在Python3.x中绘制列表字典(主题词嵌入) [英] Plotting Dictionary of list (topic-word embeddings) in Python3.x
问题描述
我有一本名为 topic_word的字典
I have a dictionary called "topic_word"
topic_word = {0: [[-0.669712, 0.6868, 0.9821409999999999], [-0.925967, 0.6138399999999999, 1.247525], [-1.09941, 1.0252620000000001, 1.327866]],
1: [[-0.862131, 0.890915, 1.07759], [-0.437658, 0.279271, 0.627497], [-0.437658, 0.279271, 0.627497]],
2: [[-0.671647, 0.670583, 0.937155], [-0.675347, 0.466983, 0.8505440000000001], [-0.706244, 0.612532, 0.762877]],
3: [[-0.8414590000000001, 0.797826, 1.124295], [-0.567535, 0.40820300000000004, 0.811368], [-0.800963, 0.699767, 0.9237989999999999]],
4: [[-0.8560549999999999, 1.0617020000000001, 1.579302], [-0.576105, 0.5029239999999999, 0.9392], [-0.743683, 0.69884, 0.9794930000000001]]
}
其中每个键代表一个主题(此处为0到4; 5个主题),值代表每个主题下单词的嵌入(这里每个主题都有3个字)。
如果需要归一化,如何使用二维散点图可视化数据?我可以在python 3.x中正确表示的数据
where each key represents topic ( here 0 to 4; 5 topics) and value represents embeddings of words under each topic ( here every topic has 3 words).

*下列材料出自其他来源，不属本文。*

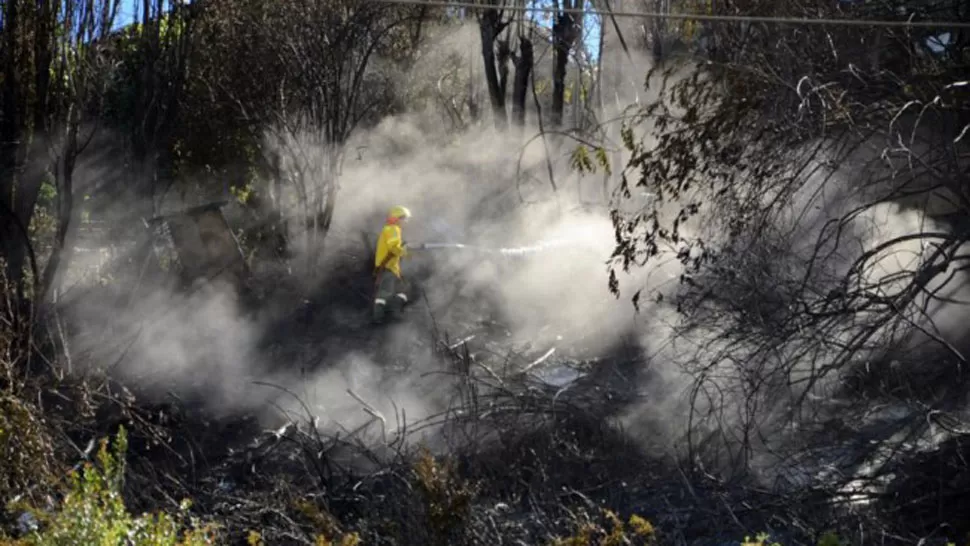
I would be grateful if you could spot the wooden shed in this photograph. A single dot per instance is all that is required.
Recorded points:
(199, 246)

I want to visualize data using 2-d scatter plot
if need to normalize how can I normalize "topic_word" data that I can represent correctly in python 3.x
如何使用散点图将其可视化,该散点图将在其主题下显示词簇(点)。
如下:
How to visualize it using Scatter plot that will show cluster of words (dots) under their topics.
something as below:
import numpy as np
import matplotlib.pyplot as plt
fig, ax = plt.subplots()
for key, value in topic_word.items():
ax.scatter(value[0],value[1],label=key)
plt.legend()
推荐答案
我从您想要对与键对应的每个列表都具有标准化值的帖子。并且,这些归一化列表中的每一个都表示为散点数据点。这是一种实现方法:
I gather from your post that you want to have normalized values for each list corresponding to a key. And, each one of these normalized lists are represented as scatter datapoints. Here's one way to do it:
import numpy as np
import matplotlib.pyplot as plt
fig, ax = plt.subplots()
topic_word = {0: [[-0.669712, 0.6868, 0.9821409999999999], [-0.925967, 0.6138399999999999, 1.247525], [-1.09941, 1.0252620000000001, 1.327866]],
1: [[-0.862131, 0.890915, 1.07759], [-0.437658, 0.279271, 0.627497], [-0.437658, 0.279271, 0.627497]],
2: [[-0.671647, 0.670583, 0.937155], [-0.675347, 0.466983, 0.8505440000000001], [-0.706244, 0.612532, 0.762877]],
3: [[-0.8414590000000001, 0.797826, 1.124295], [-0.567535, 0.40820300000000004, 0.811368], [-0.800963, 0.699767, 0.9237989999999999]],
4: [[-0.8560549999999999, 1.0617020000000001, 1.579302], [-0.576105, 0.5029239999999999, 0.9392], [-0.743683, 0.69884, 0.9794930000000001]]
}
colorkey={0:'red',1:'blue',2:'green',3:'black',4:'magenta'} # creating a color map for keys
for key, value in topic_word.items():
valno=0 # keeping a count of number of lists under each topic_word (key)
for val in value:
meanval=np.mean(val)
stdval=np.std(val)
val = (val-meanval)/(stdval) # normalized list
ax.scatter(key*np.ones(len(val)),val,color=colorkey[key],label="Topic "+str(key) if valno == 0 else "") # label is done such that duplication of legend elements is avoided
handles, labels = ax.get_legend_handles_labels()
valno=valno+1
fig.legend(handles, labels, loc='best')
这篇关于在Python3.x中绘制列表字典(主题词嵌入)的文章就介绍到这了,希望我们推荐的答案对大家有所帮助,也希望大家多多支持IT屋!